MacArthur did not travel much in Japan, and rarely had contact with Japanese people, only meeting with a few senior Japanese officials, but a large number of Japanese people were still fascinated by him. Most citizens treated him with the same respect as they would treat their emperor, considering him as the savior of Japan.
They gave him countless presents, offered him land, and sent him thousands of letters. Altogether, MacArthur has received about half a million letters from the Japanese population. Many expressed their gratitude toward his generous policies.
The letters were so many that they inspired Japanese writer Sodei Rinjiro to write a book called “Dear General MacArthur: Letters from the Japanese during the American occupation” published in 2001. Sodei has read more than 10 thousand letters and used 120 in his book.,/
Even though the “Gaijin Shogun” (Foreign General) had almost complete control over the country, the Japanese people liked him.

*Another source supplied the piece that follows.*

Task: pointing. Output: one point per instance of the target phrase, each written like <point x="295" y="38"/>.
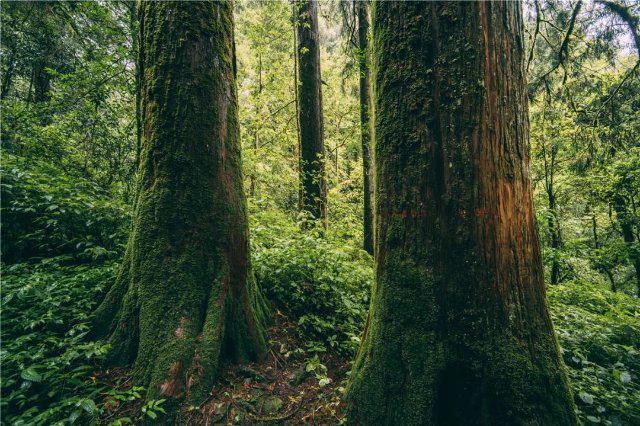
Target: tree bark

They thought he was liberating them from war, poverty, from the oppression of the authoritarian Japanese political regime, as well as from the despair and starvation.
In 1949, MacArthur made a sweeping change in the SCAP power structure that greatly increased the power of Japan’s native rulers, and the occupation began to draw to a close. He handed over power to the Japanese government but remained in Japan until relieved by President Harry S. Truman on April 11, 1951.
On the way from his residence to the Atsugi airport, hundreds of thousands of Japanese were seen surrounding the building to see him off. They accompanied him with resounding voices exclaiming: Marshal!
His wisdom and political savvy, coupled with his tolerance, have touched the hearts of millions of Japanese people. He helped Japan to transit to a new era of development – in 10 years, Japan became the second most powerful economy in the world, boasting a stable and advanced society.
Due to his honorable contributions, MacArthur has been honored by the Japanese as one of the most popular 12 Japanese celebrities of Japan. His policies and respectfulness have contributed to creating modern Japan as we know it.